脈は心臓からでてきた血液の拍動が血管に伝わる状態です。不整脈は脈のうち方がおかしくなる状態です。この原因として2つあります。1つは心臓を動かす電気を発生させる部分に異常(遅くなったり、早くなったり、あるいは場所が移動する)を生じることで興奮形成異常と呼びます。もう一つは、それを伝える電気の通り道に障害をきたすことで興奮伝導異常です。




何が原因で起きるの?

不整脈は必ずしも心臓が悪いから起こるものではありません。最も多い原因は加齢に伴うもので、中年以上の人は24時間あるいは48時間心電図を記録すると、不整脈が全く出現しない人は珍しいくらいです。その他、強いストレスや飲酒、過労等でも生じます。しかし、生まれつきの遺伝による不整脈もあります。小学生や中学生の心電図検診ではこうした遺伝性の不整脈を引き起こす心電図の形をしていないかいつもチェックしています(QT延長症候群、ブルガーダ症候群等)。

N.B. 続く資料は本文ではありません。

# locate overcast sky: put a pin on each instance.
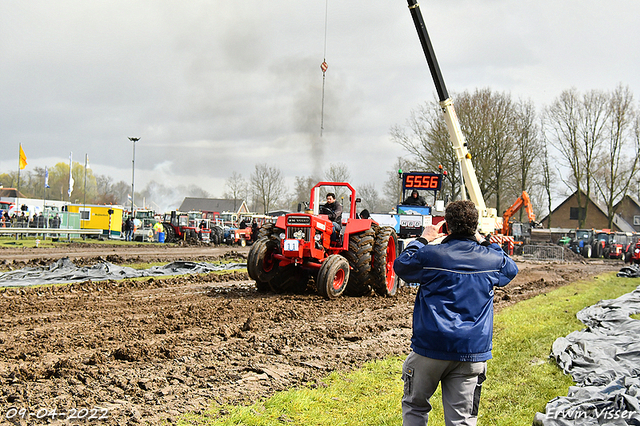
(212, 87)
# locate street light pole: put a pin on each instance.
(133, 173)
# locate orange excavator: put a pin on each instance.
(522, 200)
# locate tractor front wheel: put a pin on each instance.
(333, 276)
(383, 277)
(359, 257)
(261, 264)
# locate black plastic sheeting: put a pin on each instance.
(604, 361)
(64, 271)
(631, 271)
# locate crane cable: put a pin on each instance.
(324, 65)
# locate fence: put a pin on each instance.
(540, 252)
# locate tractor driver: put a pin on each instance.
(335, 214)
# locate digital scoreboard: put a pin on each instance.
(422, 181)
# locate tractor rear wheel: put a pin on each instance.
(383, 278)
(333, 276)
(261, 265)
(169, 233)
(359, 257)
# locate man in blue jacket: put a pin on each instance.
(452, 316)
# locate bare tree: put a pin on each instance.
(576, 125)
(618, 164)
(392, 190)
(237, 189)
(268, 186)
(528, 148)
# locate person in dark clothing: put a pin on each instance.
(452, 316)
(414, 199)
(254, 230)
(333, 209)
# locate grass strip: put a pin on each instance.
(521, 377)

また、高血圧、糖尿病等の生活習慣病が重なったり、長期間続くと、長嶋さんやオシムさんがなったような心房細動を生じます。この不整脈は重篤な脳卒中を併発することで有名です。このため、日頃の食事や運動の生活習慣を是正することは不整脈予防の点からも大事です。さらに心筋梗塞、心臓弁膜症、心筋症等の心臓に病気がある人は、不整脈を生じやすく、治療が必要な重症な不整脈が多いのも事実です。



どのような自覚症状があるの?

 不整脈が生じると、正常の場合と比べて心臓が血液を送るポンプの役目が完璧ではなくなります。このポンプの障害が軽微であれば全く自覚症状のない人も多くいます。中等度の障害であれば、動悸、心臓の空打ち感、息切れを感じます。重度の障害であれば、脳に血流が届かず失神やけいれんを起こすことがあります。



不整脈によってどのようなる病気が引き起こされるの?

不整脈から生じる最も怖い病気は心臓突然死です。心不全や先述した心房細動による脳卒中も生命に係る病気です。心臓突然死は電気の発生が病的に心室という心臓の下部から連続的にかつ頻回に生じること(心室頻拍、心室細動)によっておこることが多いのです。この他、極端に脈が遅いときには脳に血液が回らなくなり失神を生じたり、心臓に負担がかかり過ぎ心不全になったりします。



どのような治療が必要ですか?

不整脈の大部分は治療の必要がありません。治療の必要の人は、①生命に係るもの、②心不全や脳卒中等重大な病気の原因となるもの、③日常生活に支障をきたすような苦痛をともなう症状があるものです。

以前は薬剤による治療が主流でしたが、薬剤は不整脈のコントロールしかできず長期間の服薬が必要なうえ、重篤な副作用を来すこともあります。このため治療が絶対必要な人にのみ投薬するようになりました。具体的には、①失神発作があった、②心臓に何らかの病気がある、③数連発以上の危険不整脈が続くことです。最近は、カテ-テルを使った焼却法により、不整脈の源を焼却したり、不必要な電気の通り道を切断することにより不整脈の根本治療をすることが多くなりました。また、脈の遅く症状を伴う人にはぺ―スメーカーを、生命的に危険な速い不整脈が出る人には植え込み型除細動器を移植することはごく一般的になってきました。